Lastly, uninsured or self-pay patients who receive a final bill that exceeds the good faith estimate by $400 or more can dispute the final charges through a new federal dispute resolution arbitration process that physicians are now subject to.
What are the key takeaways for physicians?
Most of the key provisions included in these rules only apply to facility-based providers. For this reason, even though the new payer/provider independent dispute resolution process and out-of-network billing provisions have received the most attention from hospitals, the good faith advanced cost estimate provision will likely have the most significant impact on independent physician groups.
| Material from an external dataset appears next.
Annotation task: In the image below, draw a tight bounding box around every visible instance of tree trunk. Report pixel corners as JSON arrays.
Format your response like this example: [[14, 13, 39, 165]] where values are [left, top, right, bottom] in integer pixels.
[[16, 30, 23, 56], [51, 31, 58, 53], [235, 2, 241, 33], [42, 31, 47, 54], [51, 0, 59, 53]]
It is important to remember that this requirement applies broadly to all healthcare providers treating uninsured (or self-pay) patients, not just certain types of providers (i.e. physicians) or only providers that accept Medicare. Also, keep in mind that as part of the No Surprises Act, HHS must soon expand this requirement to insured patients as well.
In response, physician groups should take steps now to ensure they have the necessary technology infrastructure, personnel, and processes in place to deliver these pre-visit cost estimates to all patients. Doing so will help ensure compliance with the No Surprises Act and position physician groups for success in the world of consumer-focused healthcare.